Thursday, December 24, 2009

'Twas Drunk Before Christmas

Twas drunk before Christmas, looking up my girls blouse
The whole room was blurry, her squeaking like a mouse
The stockings were hung by the chimney with care,
but I tore them down and put up my underwear.

The children could probably hear us in bed,
"Stop!" they cried, but that's not what she said.
And her mom and mine drank wine, spilling on their lap
While the whiskey I'm drinking tastes like crap.

When out on the lawn there arose such a clatter,
'twas just my friend Tom in his car, drunker and fatter
Right out the window, I hear quite a crash
But it was just my drunk friend knocking over my trash.

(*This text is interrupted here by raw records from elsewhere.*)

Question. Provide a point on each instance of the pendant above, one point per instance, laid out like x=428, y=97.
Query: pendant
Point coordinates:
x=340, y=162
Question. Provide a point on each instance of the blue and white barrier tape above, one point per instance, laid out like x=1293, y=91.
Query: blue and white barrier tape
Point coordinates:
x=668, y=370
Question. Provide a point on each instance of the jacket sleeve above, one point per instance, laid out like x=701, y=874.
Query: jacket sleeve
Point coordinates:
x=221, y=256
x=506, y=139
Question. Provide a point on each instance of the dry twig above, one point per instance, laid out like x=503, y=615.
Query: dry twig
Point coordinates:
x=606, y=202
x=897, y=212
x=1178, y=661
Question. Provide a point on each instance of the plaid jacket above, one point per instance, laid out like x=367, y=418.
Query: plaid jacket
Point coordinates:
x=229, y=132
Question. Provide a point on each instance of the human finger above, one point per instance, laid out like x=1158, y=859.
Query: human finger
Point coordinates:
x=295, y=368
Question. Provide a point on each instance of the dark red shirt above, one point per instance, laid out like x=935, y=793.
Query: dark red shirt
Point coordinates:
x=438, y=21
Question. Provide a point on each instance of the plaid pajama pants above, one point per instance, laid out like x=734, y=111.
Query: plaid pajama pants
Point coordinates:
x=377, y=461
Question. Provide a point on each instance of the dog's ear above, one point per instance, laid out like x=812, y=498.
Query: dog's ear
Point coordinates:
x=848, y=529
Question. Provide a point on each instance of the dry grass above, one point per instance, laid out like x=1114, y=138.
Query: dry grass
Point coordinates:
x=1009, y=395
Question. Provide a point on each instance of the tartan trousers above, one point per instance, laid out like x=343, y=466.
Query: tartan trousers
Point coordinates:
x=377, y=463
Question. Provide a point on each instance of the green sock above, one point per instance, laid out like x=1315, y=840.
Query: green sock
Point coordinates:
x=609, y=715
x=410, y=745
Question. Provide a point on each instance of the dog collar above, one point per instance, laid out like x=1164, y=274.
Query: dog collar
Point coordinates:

And his drunk ass fell down in the snow,
Which was a shame, cause he spilled all the blow.
When, what to my wondering eyes should appear,
My mom and hers lining up some good cheer.

We took shots of tequila but the blow hit us quick!
We were more fucked than Tiger Woods' dick.
"I love a white christmas," I did proclaim,
"What a faggot!" they said, and my high felt like shame.

"You're both skanks and whores, maybe even vixens!
Oh, you use Comet to clean carpets, but it makes the stains mix in!
And look at those drapes, you should be appalled!
Now line up more cocaine, before I go bald!"

As I looked for vodka, rum, or some rye
The cabinet was bare, the whole house was dry.
But as I searched the home of the women I not knew,
I found some chew, brew, and sniffed glue.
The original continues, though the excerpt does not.